Leadership and the Senior Service
from a Comparative Perspective
John Halligan
The leadership of the senior service has been subject to substantial change that reflects the era of public sector reform, environmental trends and new thinking about how civil service systems should operate. The environment that was once relatively stable for public organizations has become more competitive, public private differences have narrowed and the constraints and rules that once dictated much of the character of public organizations have less importance, with the notable exception of those reflecting democratic governance. Senior services are becoming more open, managerial and generalist and placing greater emphasis on leadership development.

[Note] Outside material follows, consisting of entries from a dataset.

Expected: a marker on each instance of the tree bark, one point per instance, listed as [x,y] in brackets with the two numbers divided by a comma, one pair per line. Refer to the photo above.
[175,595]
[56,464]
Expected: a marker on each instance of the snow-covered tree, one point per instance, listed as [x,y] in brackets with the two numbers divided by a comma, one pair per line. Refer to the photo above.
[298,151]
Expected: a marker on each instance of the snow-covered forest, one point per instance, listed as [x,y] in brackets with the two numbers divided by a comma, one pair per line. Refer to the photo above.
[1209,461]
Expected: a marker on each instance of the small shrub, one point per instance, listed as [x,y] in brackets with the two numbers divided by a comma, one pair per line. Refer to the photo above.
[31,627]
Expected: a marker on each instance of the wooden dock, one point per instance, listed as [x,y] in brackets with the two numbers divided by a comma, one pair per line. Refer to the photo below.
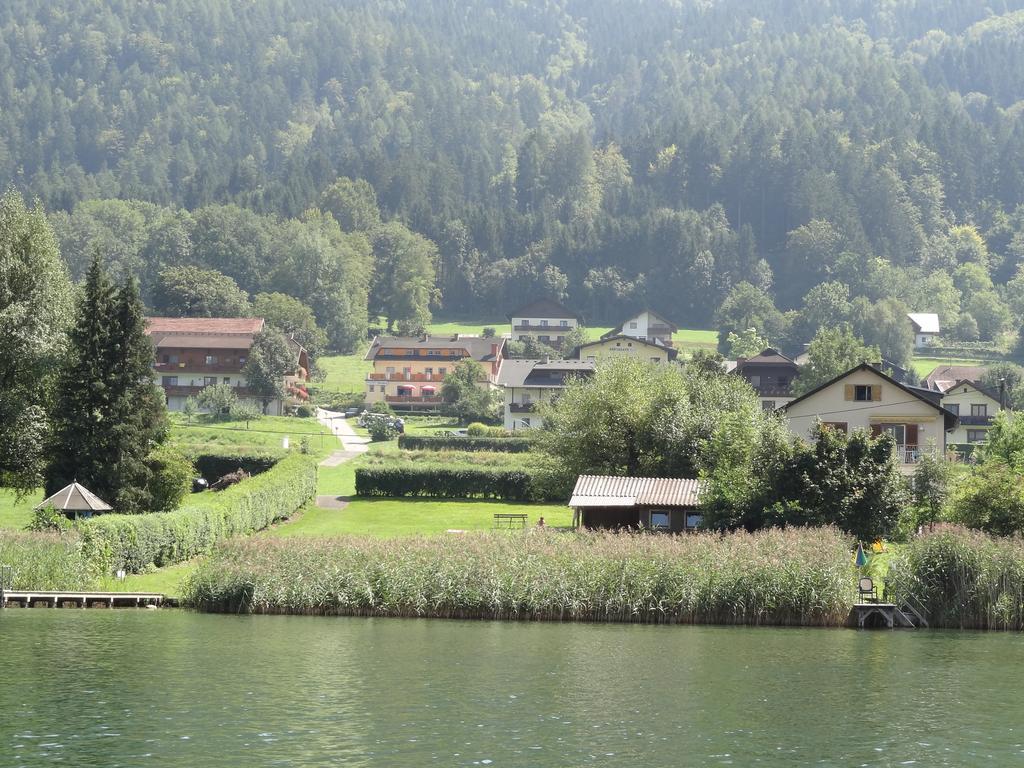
[44,599]
[885,615]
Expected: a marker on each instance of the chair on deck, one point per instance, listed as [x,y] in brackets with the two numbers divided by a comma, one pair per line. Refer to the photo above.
[866,590]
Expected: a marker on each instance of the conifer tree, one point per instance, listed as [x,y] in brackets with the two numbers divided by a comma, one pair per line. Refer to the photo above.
[110,415]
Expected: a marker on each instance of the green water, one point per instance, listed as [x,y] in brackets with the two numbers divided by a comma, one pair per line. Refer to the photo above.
[173,688]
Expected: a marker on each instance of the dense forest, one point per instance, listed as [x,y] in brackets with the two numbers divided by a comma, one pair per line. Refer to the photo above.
[775,164]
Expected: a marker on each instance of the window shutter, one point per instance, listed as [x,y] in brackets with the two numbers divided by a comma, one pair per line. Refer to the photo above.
[911,434]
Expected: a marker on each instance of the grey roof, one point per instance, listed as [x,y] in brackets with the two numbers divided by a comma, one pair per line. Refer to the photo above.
[476,347]
[545,308]
[75,497]
[927,323]
[537,373]
[606,491]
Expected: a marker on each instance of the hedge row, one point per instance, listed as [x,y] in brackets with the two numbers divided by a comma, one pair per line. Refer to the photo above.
[513,485]
[452,442]
[135,542]
[215,466]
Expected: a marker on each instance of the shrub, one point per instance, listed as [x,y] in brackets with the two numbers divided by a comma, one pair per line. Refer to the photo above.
[134,542]
[455,442]
[799,577]
[509,484]
[964,579]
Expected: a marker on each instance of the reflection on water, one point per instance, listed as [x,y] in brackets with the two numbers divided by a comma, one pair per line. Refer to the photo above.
[133,688]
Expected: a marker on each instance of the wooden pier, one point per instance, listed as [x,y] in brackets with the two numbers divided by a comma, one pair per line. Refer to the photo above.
[43,599]
[885,615]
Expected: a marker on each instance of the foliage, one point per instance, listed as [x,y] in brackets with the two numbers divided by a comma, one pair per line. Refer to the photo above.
[852,481]
[110,416]
[46,560]
[35,308]
[507,443]
[441,482]
[774,577]
[637,418]
[833,352]
[965,580]
[193,292]
[467,394]
[135,542]
[270,358]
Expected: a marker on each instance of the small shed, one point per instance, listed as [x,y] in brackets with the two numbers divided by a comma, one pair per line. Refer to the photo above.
[668,504]
[76,501]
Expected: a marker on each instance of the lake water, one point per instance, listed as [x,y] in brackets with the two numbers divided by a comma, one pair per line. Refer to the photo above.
[175,688]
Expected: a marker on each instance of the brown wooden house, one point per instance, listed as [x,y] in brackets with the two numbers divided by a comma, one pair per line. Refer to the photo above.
[668,504]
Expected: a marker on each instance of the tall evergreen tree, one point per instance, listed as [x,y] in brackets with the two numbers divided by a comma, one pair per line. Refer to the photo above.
[110,416]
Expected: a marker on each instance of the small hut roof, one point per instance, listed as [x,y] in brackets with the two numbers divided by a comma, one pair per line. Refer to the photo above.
[75,498]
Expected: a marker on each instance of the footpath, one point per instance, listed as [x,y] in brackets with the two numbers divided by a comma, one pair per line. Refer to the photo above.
[351,445]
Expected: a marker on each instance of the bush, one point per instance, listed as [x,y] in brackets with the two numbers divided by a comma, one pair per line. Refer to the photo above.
[455,442]
[510,484]
[800,577]
[135,542]
[46,560]
[964,580]
[212,466]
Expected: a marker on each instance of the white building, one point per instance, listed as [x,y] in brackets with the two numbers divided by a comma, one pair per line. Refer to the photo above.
[865,398]
[526,383]
[926,328]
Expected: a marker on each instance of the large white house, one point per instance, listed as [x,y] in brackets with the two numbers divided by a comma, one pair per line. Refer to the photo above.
[526,383]
[865,398]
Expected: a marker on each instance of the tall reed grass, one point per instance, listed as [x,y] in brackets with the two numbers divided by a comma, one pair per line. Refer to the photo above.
[798,577]
[964,579]
[45,561]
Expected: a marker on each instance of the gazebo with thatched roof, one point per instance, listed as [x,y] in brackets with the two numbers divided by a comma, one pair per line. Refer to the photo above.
[76,501]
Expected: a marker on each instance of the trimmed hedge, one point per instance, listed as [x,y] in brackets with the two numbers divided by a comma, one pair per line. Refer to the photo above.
[451,442]
[513,485]
[215,466]
[134,542]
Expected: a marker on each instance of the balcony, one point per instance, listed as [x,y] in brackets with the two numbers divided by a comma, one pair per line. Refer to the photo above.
[976,421]
[407,377]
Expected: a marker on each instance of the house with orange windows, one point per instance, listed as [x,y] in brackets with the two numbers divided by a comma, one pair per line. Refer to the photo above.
[408,371]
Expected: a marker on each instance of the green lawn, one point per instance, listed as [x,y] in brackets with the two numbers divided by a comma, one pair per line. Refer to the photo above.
[259,436]
[13,513]
[396,517]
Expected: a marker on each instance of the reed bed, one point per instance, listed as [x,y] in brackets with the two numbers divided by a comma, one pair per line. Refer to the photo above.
[964,579]
[45,561]
[798,577]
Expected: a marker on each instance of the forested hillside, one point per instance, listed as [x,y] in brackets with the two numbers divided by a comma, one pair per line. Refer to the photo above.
[781,164]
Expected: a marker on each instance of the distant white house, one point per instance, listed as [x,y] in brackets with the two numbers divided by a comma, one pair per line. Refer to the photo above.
[926,328]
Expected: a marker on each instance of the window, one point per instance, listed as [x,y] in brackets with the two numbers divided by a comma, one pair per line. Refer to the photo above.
[660,519]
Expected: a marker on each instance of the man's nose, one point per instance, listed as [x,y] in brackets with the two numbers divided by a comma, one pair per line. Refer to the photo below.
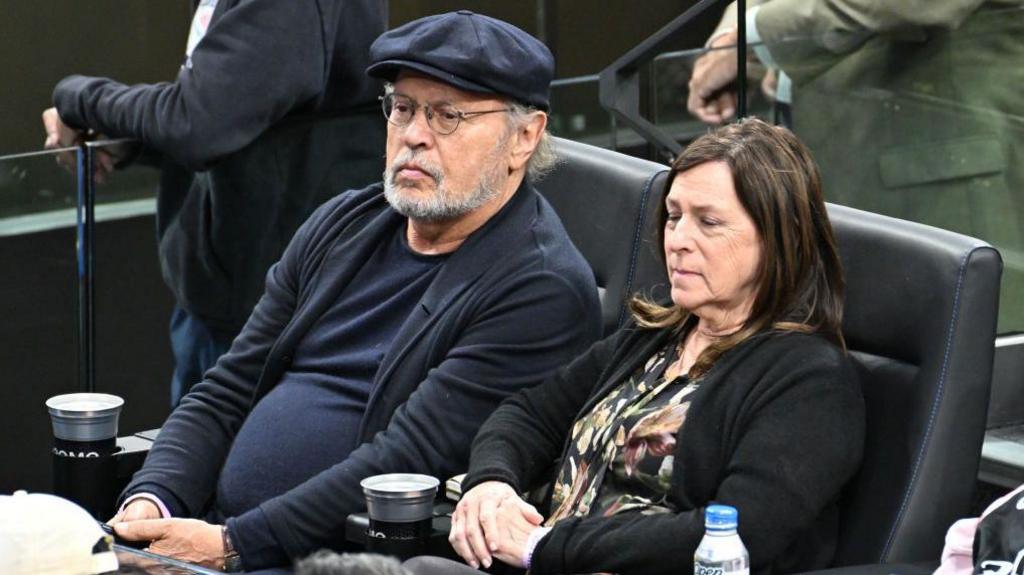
[418,132]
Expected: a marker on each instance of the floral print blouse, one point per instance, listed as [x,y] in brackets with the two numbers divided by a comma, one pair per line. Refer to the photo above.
[620,457]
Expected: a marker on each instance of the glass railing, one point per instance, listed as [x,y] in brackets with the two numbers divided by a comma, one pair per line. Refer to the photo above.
[48,217]
[925,124]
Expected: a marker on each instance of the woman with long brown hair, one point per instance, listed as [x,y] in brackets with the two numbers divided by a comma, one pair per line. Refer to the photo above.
[738,391]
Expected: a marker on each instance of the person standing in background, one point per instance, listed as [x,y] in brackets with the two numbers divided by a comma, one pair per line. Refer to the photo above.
[270,115]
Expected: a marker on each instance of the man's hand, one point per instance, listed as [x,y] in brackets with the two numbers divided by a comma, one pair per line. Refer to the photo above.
[184,539]
[711,99]
[479,528]
[60,135]
[140,509]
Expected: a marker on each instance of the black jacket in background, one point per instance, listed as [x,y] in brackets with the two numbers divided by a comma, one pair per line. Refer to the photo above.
[513,304]
[272,115]
[776,429]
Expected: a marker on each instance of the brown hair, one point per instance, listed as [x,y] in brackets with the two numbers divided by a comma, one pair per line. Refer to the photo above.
[800,280]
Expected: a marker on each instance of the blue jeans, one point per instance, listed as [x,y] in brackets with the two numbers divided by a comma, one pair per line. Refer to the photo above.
[196,350]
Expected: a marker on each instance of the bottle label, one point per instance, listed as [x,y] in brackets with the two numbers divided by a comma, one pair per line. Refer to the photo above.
[720,569]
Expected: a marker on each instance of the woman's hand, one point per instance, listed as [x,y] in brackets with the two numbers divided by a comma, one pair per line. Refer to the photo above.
[514,528]
[489,519]
[184,539]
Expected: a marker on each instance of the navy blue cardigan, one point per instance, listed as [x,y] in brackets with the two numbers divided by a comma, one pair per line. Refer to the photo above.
[515,302]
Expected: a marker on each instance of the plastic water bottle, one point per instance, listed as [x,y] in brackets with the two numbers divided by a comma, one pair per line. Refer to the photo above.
[721,551]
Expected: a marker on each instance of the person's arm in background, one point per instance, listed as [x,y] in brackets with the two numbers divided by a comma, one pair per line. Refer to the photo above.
[803,38]
[829,28]
[259,60]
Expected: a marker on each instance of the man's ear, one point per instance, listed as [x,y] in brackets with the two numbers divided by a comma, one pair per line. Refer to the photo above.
[525,140]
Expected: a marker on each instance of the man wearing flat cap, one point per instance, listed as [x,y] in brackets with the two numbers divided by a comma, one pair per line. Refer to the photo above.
[396,320]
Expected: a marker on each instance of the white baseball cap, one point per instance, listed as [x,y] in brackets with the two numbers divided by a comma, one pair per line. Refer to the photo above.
[43,534]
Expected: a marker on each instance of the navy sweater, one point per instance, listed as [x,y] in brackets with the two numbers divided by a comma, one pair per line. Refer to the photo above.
[515,302]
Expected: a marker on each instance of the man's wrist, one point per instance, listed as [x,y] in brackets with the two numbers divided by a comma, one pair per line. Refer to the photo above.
[165,513]
[531,542]
[232,562]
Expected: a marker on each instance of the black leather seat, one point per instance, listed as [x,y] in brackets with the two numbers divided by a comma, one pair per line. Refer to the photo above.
[606,202]
[921,315]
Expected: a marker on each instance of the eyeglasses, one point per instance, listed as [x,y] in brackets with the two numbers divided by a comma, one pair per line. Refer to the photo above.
[443,119]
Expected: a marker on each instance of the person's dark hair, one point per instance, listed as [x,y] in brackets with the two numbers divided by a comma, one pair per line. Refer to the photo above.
[800,281]
[330,563]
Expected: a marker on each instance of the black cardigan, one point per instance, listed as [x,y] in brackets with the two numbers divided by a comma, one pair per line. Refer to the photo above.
[776,429]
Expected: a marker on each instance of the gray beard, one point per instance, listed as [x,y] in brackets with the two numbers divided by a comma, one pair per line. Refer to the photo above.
[442,205]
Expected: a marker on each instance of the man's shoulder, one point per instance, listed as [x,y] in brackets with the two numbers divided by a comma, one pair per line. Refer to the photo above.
[349,204]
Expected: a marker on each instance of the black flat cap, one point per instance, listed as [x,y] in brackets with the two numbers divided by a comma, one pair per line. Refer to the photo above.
[469,51]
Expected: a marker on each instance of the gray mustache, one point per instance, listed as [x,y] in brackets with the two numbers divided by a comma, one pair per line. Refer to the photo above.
[409,156]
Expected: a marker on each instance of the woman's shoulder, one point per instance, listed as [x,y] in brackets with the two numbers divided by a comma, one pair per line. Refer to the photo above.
[790,350]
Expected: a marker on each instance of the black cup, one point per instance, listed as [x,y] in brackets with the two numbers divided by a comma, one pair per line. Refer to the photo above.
[85,429]
[400,509]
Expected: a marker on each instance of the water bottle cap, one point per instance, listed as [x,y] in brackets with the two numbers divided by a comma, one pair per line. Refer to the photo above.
[721,518]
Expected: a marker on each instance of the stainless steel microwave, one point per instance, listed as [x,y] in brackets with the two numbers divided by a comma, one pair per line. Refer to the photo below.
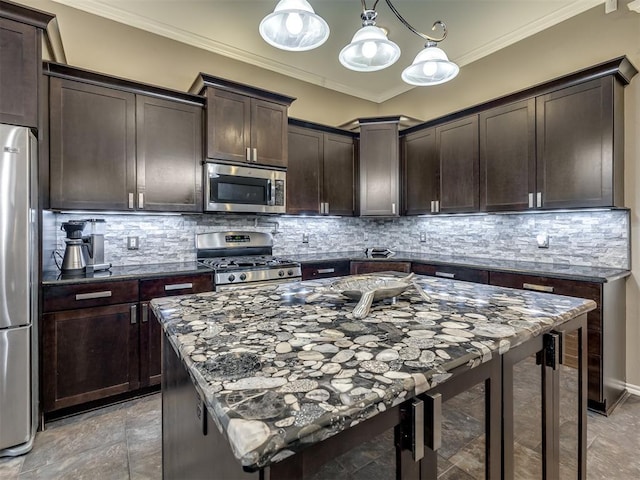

Nevertheless, there continue to be wide variations within senior services and between country systems. The nature of the senior service and the significance of leadership development vary with administrative traditions, societal factors, institutions and level of reform. Two patterns can be discerned for some purposes: the first, of senior services that are being modernized but within state traditions, and which may be relatively closed and somewhat impervious to extensive change; and the second, of services that are more receptive to change, including management and new leadership concepts, and are more open.
The newer concepts of leadership are not universally accepted and applied in similar ways. Leadership frameworks have been developed and tested in a number of countries, and several have established a senior executive corps. For other countries senior services remain more in alignment with their administrative traditions.
A number of leadership issues remain salient, reflecting the special character of public organizations, challenges of new leadership demands, the results (often inconclusive) of management experiments and the unresolved tensions between neutral and responsive competence. This chapter reviews these dimensions of the changing approaches to leadership and the senior service within a comparative perspective that recognizes different patterns and the role of institutional factors.
SENIOR SERVICES
Defining the senior service
The senior service comprises heads of departments, bureaus and agencies within the core civil service (variously known as departmental or permanent secretaries, chief executives, director generals etc.) and other senior officials as designated within the central government of each country. The 'higher' components of Anglo American civil services have ranged from 0.13 per cent to 2.1 per cent, with 1 per cent being suggested as an ideal size (Hede, 1991: 505).